COSINE is in charge of the OS platform foundation that works across Windows client, Server and Azure. It's in charge of the Windows source code and the hundreds of variations of Windows that the company builds daily.

COSINE also is in charge of the core host for Azure, Zander says, noting  he moved the Azure Compute team core into COSINE. That means the COSINE team is "now on 24 X 7, 365 days a year, for running a fleet," Zander said. In addition to patching and providing security without disruption for Windows via Windows Update, "they now also have a direct responsibility for the cloud."

Accordingly, the core Windows team has learned about what it means to be always on-call at a global scale. But the Azure folks also learned a thing or two from the Windows team, Zander noted.

"Any time you have a tech group managing over a billion PCs, there's amazing scale in terms of building, patching and releasing software," he said.

The core Windows team had built out "awesome telemetry and devices," Zander said. The Azure core team was able to take Windows' best practices and tools and apply them to managing the Azure fleet and to manage IoT systems, he said.

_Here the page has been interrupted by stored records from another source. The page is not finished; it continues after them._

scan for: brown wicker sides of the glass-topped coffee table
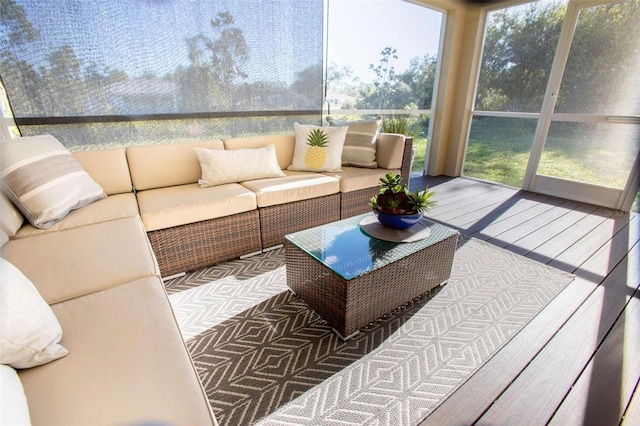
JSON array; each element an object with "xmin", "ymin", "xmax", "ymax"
[{"xmin": 285, "ymin": 234, "xmax": 458, "ymax": 338}]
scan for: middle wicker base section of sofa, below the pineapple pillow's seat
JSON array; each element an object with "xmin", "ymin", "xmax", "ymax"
[{"xmin": 258, "ymin": 193, "xmax": 340, "ymax": 248}]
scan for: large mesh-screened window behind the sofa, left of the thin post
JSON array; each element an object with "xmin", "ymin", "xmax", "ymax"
[{"xmin": 0, "ymin": 0, "xmax": 323, "ymax": 149}]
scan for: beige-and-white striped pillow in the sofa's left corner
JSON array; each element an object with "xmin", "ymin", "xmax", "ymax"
[{"xmin": 0, "ymin": 135, "xmax": 107, "ymax": 229}]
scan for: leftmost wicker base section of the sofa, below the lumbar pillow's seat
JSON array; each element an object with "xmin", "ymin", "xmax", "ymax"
[{"xmin": 147, "ymin": 210, "xmax": 262, "ymax": 277}]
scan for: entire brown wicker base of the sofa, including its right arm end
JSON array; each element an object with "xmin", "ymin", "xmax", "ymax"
[{"xmin": 147, "ymin": 138, "xmax": 413, "ymax": 277}]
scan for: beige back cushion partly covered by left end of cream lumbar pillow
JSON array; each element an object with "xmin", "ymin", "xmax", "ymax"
[{"xmin": 127, "ymin": 140, "xmax": 224, "ymax": 190}]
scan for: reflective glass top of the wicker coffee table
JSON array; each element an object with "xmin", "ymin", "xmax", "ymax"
[{"xmin": 285, "ymin": 213, "xmax": 458, "ymax": 280}]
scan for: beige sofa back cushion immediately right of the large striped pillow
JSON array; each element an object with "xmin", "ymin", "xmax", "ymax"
[{"xmin": 73, "ymin": 148, "xmax": 132, "ymax": 195}]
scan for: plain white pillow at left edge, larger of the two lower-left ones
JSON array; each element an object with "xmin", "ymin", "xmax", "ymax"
[{"xmin": 0, "ymin": 258, "xmax": 69, "ymax": 368}]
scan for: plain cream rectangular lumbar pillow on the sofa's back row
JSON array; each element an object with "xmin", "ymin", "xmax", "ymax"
[{"xmin": 195, "ymin": 145, "xmax": 286, "ymax": 188}]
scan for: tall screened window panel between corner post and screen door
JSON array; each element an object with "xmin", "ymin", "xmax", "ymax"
[{"xmin": 463, "ymin": 0, "xmax": 566, "ymax": 187}]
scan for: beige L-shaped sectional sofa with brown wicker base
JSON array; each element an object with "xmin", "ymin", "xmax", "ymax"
[{"xmin": 0, "ymin": 129, "xmax": 412, "ymax": 425}]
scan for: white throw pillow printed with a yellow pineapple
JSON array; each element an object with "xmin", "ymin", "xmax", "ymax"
[{"xmin": 288, "ymin": 123, "xmax": 348, "ymax": 172}]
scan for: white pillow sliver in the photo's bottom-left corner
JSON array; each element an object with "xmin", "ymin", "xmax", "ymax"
[{"xmin": 0, "ymin": 365, "xmax": 31, "ymax": 426}]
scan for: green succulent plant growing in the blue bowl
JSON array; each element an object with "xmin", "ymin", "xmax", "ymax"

At the same time, the Windows core team had done and continues to do a lot of work on customizing Windows for new devices, like Surface tablets and PCs, Xbox consoles, HoloLens and -- in the coming year -- dual-screen devices like the Surface Neo. (This is where Windows 10X fits in.) The Azure team builds a lot of its own hardware designs. So that provided another opportunity for cross-pollination, Zander explained.

As I've written in the past, the Azure team is on a "semester" development schedule. Their semesters are codenamed using the periodic table of elements. The team's semesters run from January to June and July to December. (These semesters also align, coincidentally or not, to Microsoft's fiscal year, which runs from July 1 to June 30.) The 20H1 development semester is codenamed "Vibranium" (a placeholder name for "Chromium," which likely would have created a lot of confusion) and the 20H2 semester, "Manganese." 

In joining the Azure organization, the Windows development team came to adopt the same semester schedule, Zander confirmed.  The team is believed to be very close to finalizing the Windows 10 20H1 release, even though it won't start rolling out to mainstream users until the spring of 2020

Before the March 2018 reorg, the Windows team used to "ship" a finished version of Windows to the Azure team. That's not how things work anymore, Zander said. These days "the Windows core team of architects is involved in planning and ownership of the Azure cloud" from the get-go, he says.

"The Azure team is a systems team for Microsoft. That means we don't have a bunch of different teams doing different operating systems" or forks of operating systems, Zander said. 

Different organizations inside the company weigh in on Windows core priorities they need met during a given timeframe. This isn't something new, Zander said. Even when Windows and Azure were separate, Microsoft still had the issue of figuring out which features would be included in which Windows releases on behalf of each team. Sometimes gaming had top priority. Other times, a new Surface form factor would get top priority regarding which features they wanted and needed in a given Windows release.

"Security, reliability and performance are prioritized all across," Zander said. "Then certain features are prioritized depending on new launches -- like a new console launch."

Feature priorities are decided sometimes in a six-month or a year-long boundary, he said. The biggest take-away: "It's not a tyranny of organizations anymore" when it comes to deciding on timing and feature sets.

Given how high priority and all-encompassing Azure is for Microsoft these days, do Zander and his team still care much about Windows?

"I get updates every other day with self-host builds," Zander said. "We love Windows and will continue to love Windows."